Vocal capabilities pattern matching is not only a sensitive method for assessing changes in the voice; recording vocal capabilities before and after any intervention that has the potential for altering vocal cord function has significant benefits and few negatives. For example, recording vocal capabilities before surgery that could directly alter the vocal cords (microlaryngoscopy) or indirectly (surgery near the nerve supply of the larynx in the brain, skull base, neck or chest) would provide necessary and even sufficient documentation for later comparison. It might not be a preposterous idea to have such a recording even before general anesthesia, if one wished to learn the true incidence of significant vocal injury following intubation. An audio recording of vocal capabilities essentially documents the vocal functional status of the larynx, including the motor nerves, muscles and mucosal covering of the vocal cords and outlines vocal limitations.

On the upside, first, the only method to go back in time is to have already made a recording. Second, optimal legal evidence that no unintentional change has occurred during an intervention or that change had occurred before the intervention is from a recording. Third, physicians who operate near the recurrent and superior laryngeal nerves would have a much better sense of how often the nerves are injured both temporarily and permanently and could offer their patients reasonably accurate estimates during a pre-surgery conference as well as alter their future surgical techniques based on this feedback. Fourth, an audio recording is a far more accurate record for comparison than a physician’s memory or written notes or even a phonetogram without sound. Fifth, recording from a microphone attached to a laptop computer takes little effort, less than 5 minutes of time and costs are minimal.

This contrasts with the most current position paper on thyroid surgery by the American Academy of Otolaryngology – Head and Neck Surgery Foundation[12]. There is not even a strong recommendation to record the voice. The minimum recommendation is that the surgeon subjectively assesses the voice. If neither the physician nor the patient feels there is anything obviously wrong with the voice, then not even a recording is recommended. If a recording is performed, then a 3 - 5 second recording of “ah” or “ee” and a 30 second conversation and reading passage are deemed adequate. None of these vocal tasks documents much of the individual’s vocal capabilities and certainly doesn’t adequately assess the full motor capabilities of the superior and recurrent laryngeal nerves. The reported incidence of nerve injury in thyroid surgery may be low not because there are so few injuries, but rather because the capabilities of the laryngeal nerves are essentially rarely measured pre- and post-operatively.

A suggested method for recording an individual’s vocal capabilities are via a microphone held a set distance in front of the mouth.

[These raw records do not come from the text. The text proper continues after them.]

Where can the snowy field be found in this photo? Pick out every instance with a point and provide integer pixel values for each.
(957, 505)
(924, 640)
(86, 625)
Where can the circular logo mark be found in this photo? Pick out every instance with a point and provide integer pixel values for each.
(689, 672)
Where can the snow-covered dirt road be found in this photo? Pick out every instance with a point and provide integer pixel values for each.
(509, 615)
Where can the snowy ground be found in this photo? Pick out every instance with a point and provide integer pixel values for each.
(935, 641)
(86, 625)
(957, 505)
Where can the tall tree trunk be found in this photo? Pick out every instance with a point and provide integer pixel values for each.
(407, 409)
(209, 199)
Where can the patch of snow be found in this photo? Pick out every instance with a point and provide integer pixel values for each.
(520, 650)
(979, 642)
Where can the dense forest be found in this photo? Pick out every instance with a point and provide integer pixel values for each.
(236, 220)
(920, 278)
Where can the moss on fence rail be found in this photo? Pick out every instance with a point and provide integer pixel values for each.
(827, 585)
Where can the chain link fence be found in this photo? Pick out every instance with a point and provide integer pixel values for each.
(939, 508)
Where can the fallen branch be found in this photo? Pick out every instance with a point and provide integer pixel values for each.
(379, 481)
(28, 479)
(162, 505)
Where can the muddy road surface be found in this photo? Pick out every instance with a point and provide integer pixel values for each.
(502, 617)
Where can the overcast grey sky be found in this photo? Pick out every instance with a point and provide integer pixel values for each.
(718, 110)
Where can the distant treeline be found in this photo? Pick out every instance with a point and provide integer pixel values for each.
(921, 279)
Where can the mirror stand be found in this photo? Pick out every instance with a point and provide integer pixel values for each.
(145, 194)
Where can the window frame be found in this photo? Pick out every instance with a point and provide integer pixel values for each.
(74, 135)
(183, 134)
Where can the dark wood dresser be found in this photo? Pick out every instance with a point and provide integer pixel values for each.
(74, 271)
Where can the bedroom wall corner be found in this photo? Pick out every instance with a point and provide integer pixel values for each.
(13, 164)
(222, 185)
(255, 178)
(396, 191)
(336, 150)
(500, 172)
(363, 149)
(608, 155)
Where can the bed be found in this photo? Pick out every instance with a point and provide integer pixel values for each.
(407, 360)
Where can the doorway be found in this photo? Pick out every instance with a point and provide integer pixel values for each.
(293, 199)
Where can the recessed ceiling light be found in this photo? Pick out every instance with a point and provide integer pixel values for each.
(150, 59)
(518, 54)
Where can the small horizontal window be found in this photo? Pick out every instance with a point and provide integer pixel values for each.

The following tasks comprise the examination for pitch and volume variation: reading aloud, maximum phonation time, vocal range (lowest and highest pitch), maximum volume, vegetative sound, and vocal swelling tests.

 

 

Pitch: Comfortable Pitch: Reading task

The patient reads aloud a paragraph using a comfortable voice. Using the same passage for every exam provides for easy future comparison. While reading is a mixture of voice and speech, reading aloud provides a rough measure of “comfortable speaking pitch.”

Reading often relaxes the patient and takes the focus away from the examination – many patients start out with a great deal of anxiety during an exam, anticipating foul tasting medicine placed in the nose and throat, worried how big the tube is that goes in the nose and how much it will hurt. These fears are not irrational, as previously examined patients have complained of terrible tasting sprays, uncomfortable or even painful endoscopic exams and they may have gagged terribly.

Second, by listening, the approximate average speaking pitch is noted (perhaps clinically by matching the voice with a tone on a piano). It is not necessary to know the precise pitch, though there are machines and apps that can do that. An approximation is adequate; indeed we typically modulate our comfortable speaking pitch over several notes to convey emotion. Good storytellers modulate a great deal but there will be an approximate central pitch. We typically use only a very small portion of our vocal range in daily speech.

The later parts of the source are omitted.